I am starting to get the sense that the way that I am is not my fault. And I am not doing the "Oh poor me, I will always be fat and there's nothing I can do about it" thing. I am realizing that my brain is wired differently than most people. (I'm sure there are many in my family who would agree with this statement who have no idea I'm sugar sensitive. But I digress.)
Think about how alcoholics manage their disease. Their brains aren't geared like non-alcoholics. Well, sugar sensitive people's brains are wired very similarly to alcoholics.
No one says to an alcoholic, if you just had more willpower you could drink once in a while. No one says to an alcoholic, it's all your fault that you are this way, you brought it on yourself. No one says to an alcoholic, a little bit won't hurt you, go ahead, have a drink.

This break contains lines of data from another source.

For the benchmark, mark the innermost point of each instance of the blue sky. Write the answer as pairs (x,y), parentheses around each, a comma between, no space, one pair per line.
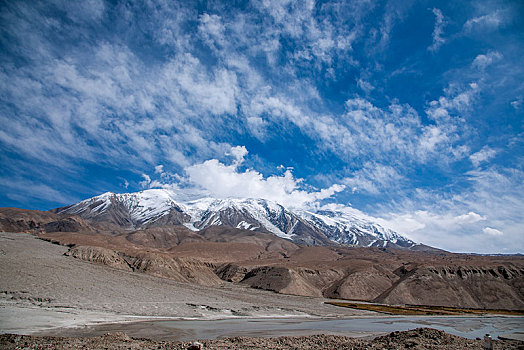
(409,111)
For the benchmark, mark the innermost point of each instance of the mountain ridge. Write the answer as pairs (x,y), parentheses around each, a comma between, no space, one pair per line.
(158,207)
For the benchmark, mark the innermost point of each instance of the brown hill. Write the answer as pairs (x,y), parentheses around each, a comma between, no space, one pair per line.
(262,260)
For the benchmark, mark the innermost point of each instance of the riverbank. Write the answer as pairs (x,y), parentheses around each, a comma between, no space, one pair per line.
(422,338)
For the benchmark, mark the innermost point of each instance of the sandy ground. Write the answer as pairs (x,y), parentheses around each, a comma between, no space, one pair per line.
(42,290)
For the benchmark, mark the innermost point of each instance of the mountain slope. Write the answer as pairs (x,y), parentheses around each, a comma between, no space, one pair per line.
(130,210)
(156,207)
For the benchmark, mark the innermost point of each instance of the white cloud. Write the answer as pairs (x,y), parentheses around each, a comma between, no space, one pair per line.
(517,104)
(493,199)
(147,180)
(481,62)
(490,21)
(485,154)
(374,178)
(492,231)
(238,152)
(216,179)
(440,23)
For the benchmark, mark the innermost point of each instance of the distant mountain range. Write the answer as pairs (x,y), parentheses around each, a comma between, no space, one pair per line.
(156,207)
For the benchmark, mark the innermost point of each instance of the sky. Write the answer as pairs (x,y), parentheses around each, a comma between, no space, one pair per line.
(410,112)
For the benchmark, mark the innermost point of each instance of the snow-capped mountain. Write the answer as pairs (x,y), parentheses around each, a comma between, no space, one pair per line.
(157,207)
(153,207)
(348,228)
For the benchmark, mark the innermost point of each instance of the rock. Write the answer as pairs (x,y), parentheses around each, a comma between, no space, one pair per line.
(195,346)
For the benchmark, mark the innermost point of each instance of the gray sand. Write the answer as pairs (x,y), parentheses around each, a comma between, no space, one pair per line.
(41,290)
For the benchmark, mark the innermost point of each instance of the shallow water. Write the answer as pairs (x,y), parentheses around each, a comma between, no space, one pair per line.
(468,327)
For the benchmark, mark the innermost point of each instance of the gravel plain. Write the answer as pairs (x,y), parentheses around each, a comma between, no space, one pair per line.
(43,291)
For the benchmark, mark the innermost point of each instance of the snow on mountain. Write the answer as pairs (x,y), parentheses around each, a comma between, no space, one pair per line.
(130,210)
(350,228)
(156,207)
(249,213)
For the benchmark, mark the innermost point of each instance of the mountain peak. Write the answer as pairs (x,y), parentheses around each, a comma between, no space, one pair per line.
(156,207)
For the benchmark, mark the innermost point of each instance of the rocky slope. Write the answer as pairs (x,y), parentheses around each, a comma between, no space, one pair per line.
(420,338)
(157,207)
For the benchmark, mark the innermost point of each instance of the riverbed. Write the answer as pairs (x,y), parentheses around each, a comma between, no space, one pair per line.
(184,330)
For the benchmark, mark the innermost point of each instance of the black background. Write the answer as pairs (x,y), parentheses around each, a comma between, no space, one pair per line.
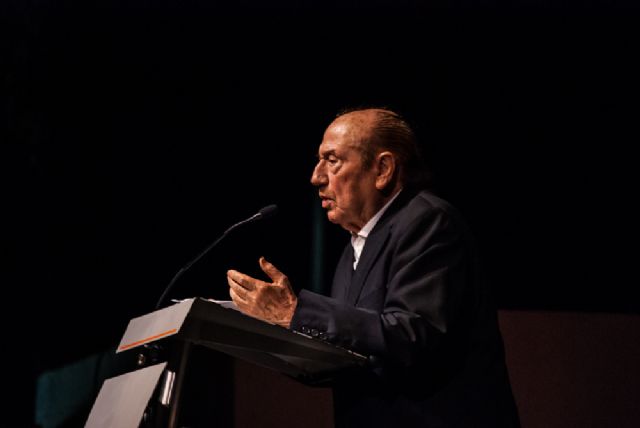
(134,132)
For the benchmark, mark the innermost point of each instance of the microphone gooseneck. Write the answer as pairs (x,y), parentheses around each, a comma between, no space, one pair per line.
(264,213)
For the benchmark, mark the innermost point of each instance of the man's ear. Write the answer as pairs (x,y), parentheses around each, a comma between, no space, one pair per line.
(386,169)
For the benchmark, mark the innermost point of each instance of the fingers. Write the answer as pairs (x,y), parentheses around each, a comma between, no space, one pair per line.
(242,280)
(273,273)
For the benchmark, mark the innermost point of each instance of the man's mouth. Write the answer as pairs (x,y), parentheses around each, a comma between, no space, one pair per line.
(326,202)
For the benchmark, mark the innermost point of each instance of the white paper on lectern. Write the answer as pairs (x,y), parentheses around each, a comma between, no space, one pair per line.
(156,325)
(122,399)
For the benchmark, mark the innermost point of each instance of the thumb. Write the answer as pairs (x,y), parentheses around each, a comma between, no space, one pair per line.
(271,270)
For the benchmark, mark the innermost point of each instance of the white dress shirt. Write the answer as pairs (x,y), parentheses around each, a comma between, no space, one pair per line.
(357,240)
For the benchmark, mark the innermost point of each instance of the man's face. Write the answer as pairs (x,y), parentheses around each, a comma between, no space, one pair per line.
(347,189)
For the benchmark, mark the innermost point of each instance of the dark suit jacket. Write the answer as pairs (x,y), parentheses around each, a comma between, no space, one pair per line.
(416,304)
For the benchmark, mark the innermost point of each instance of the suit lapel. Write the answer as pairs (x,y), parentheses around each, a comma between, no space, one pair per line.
(374,244)
(343,274)
(372,247)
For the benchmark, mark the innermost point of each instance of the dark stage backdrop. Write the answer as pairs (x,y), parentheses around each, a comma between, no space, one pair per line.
(134,132)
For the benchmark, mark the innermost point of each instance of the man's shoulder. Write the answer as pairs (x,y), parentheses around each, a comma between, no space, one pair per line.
(427,201)
(425,206)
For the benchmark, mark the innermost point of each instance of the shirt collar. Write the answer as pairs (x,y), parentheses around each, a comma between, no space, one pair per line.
(367,228)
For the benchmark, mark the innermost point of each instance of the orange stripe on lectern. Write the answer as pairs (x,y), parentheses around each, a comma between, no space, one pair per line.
(139,342)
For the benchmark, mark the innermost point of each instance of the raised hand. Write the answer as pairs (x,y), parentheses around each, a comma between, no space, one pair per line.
(273,302)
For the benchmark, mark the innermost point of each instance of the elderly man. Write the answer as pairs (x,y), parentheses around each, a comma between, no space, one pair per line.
(406,291)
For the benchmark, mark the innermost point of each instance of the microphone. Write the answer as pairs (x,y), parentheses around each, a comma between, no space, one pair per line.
(264,213)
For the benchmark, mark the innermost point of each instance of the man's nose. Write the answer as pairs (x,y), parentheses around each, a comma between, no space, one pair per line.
(318,177)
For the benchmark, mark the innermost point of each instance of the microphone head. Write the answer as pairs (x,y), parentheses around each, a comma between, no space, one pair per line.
(268,211)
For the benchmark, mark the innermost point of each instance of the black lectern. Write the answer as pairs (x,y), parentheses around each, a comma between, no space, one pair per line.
(152,395)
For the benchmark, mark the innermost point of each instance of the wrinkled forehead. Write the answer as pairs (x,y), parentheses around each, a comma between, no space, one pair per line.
(350,131)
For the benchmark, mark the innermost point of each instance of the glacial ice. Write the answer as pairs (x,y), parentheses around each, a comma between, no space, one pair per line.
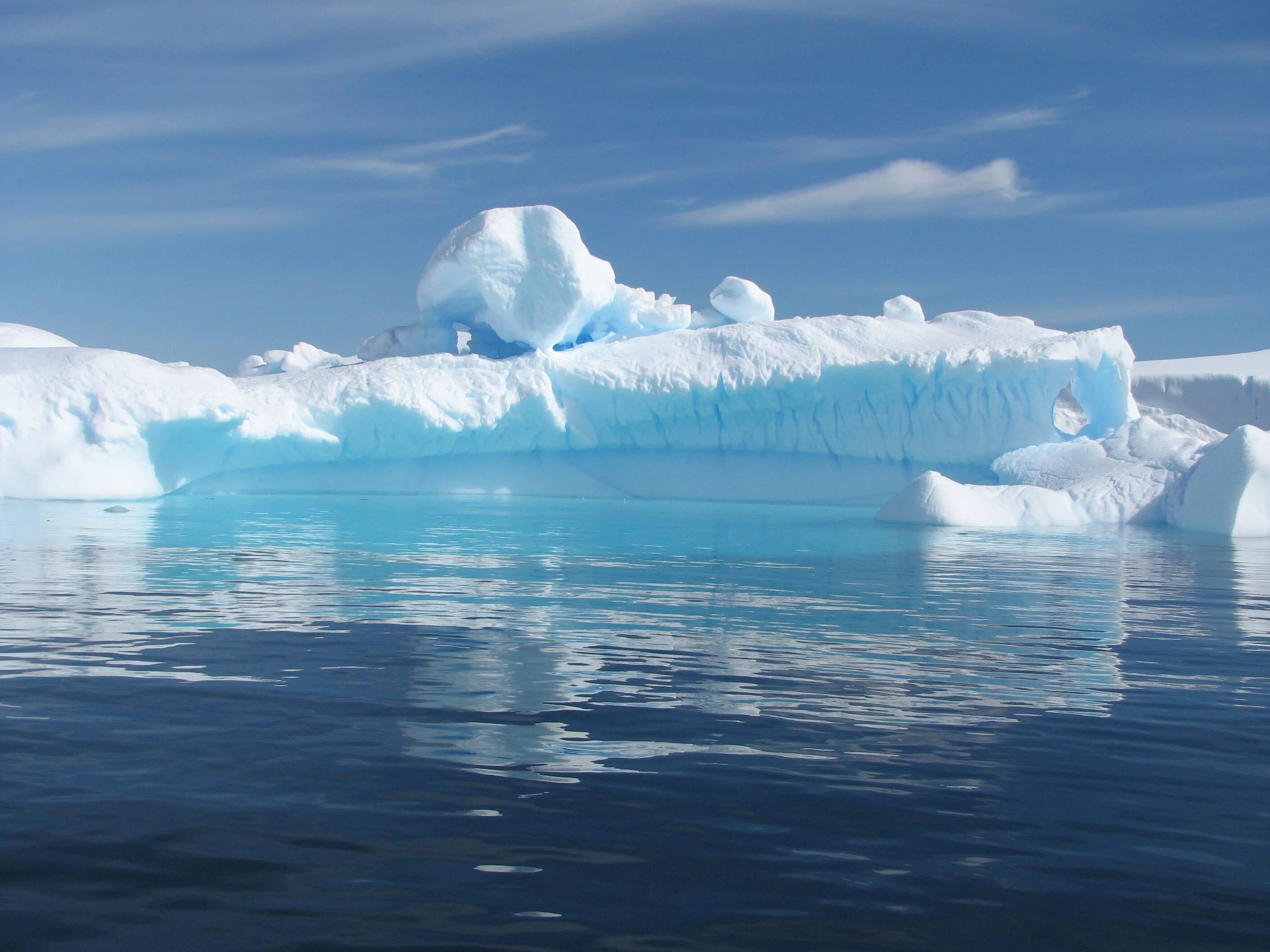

Dropping sugar completely is the next to last step in this 7 step process. I'm no where near ready to eliminate sugar from my life. I'm laying the groundwork, which will likely take months & months. There are anecdotes in the book where people spend 3 months on step 1. The process is very personal. There are no set time frames. The only rule is that you master each step before moving on to the next.
But I've cheated a little. I wanted to see what it would be like to eat 3 meals with proteins & complex carbs and then have a potato before bed. That's what I did yesterday. And I have to say, it was pretty cool. I didn't have cravings really. I had 3 cookies with dinner last night (Chips Ahoy reduced fat, 140 calories)--but WITH dinner, not at 10 p.m. (that's part of the plan--during step 3 you can still eat your sugary foods, but they have to be with a meal). And I had a potato at 9 p.m. while watching football.
I slept well but had the craziest dreams.
The author mentions this--if you are low on serotonin and you start the 3 protein meals/potato at night routine, you may have very vivid dreams. My dreams last night confirm the low serotonin issue I have, which is awesome. I feel like I'm finally on the right track of figuring out how to live a balanced life.
Hopefully weight loss will be a nice side affect. It's definitely not the driving force here. But I did weigh 156.6, almost a pound loss from 2 days ago.
I can't wait to share more with you. And if you crave sugar and carbs and are struggling with mood/depression issues, I'd encourage you to buy the book (get the new edition). It's really worthwhile, and not just another diet book.